Rail cars operate across the rail network because of established agreements to cover items such as compensation (per diem), usage (car service agreements) and mechanical condition. The Association of American Railroads [AAR] is the rail industries’ self-governing organization establishes and maintains these agreements.
One critical area is the ability to make necessary repairs to minimize delays to other owner’s railcars without prior authorization. The AAR Field Manual of Interchange along with the Office Manual. Cover standard items of repair. These rules address when something can be repaired (Cause for Attention), what are acceptable repairs (Correct Repairs) and other information including how to code it and pricing under a system of standard “Job Codes”
Just like an app for your iPhone, there is a Job Code for virtually every type of repair that can be made on a rail car.
For each job code, there is at least one, if not several prices, depending on a variety of factors including new or used components, associated repairs, scrap credit, etc…
Time standards are established for job codes and are carefully developed and routinely updated.
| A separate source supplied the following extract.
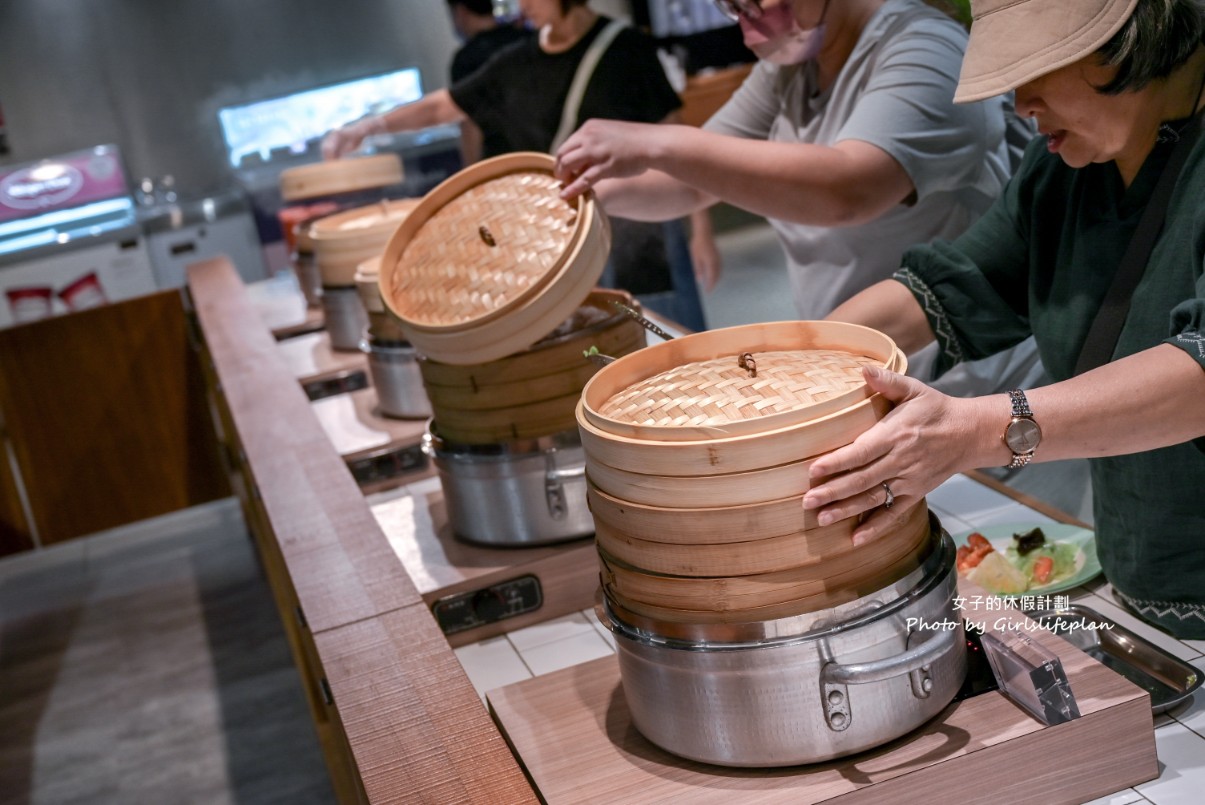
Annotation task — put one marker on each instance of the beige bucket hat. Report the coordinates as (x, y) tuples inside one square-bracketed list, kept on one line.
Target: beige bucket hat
[(1014, 41)]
The material charges are continuously monitored and updated periodically based on input from several sources including railroads, private shops and suppliers.
As with any price standard, either labor or material, there can be significant differences between what can be charged and actual costs. Railroads are required to utilize the established pricing as published the AAR Office Manual. Outside shops do not have the requirement to use either the AAR time standard or material costs, although it is a good point of reference.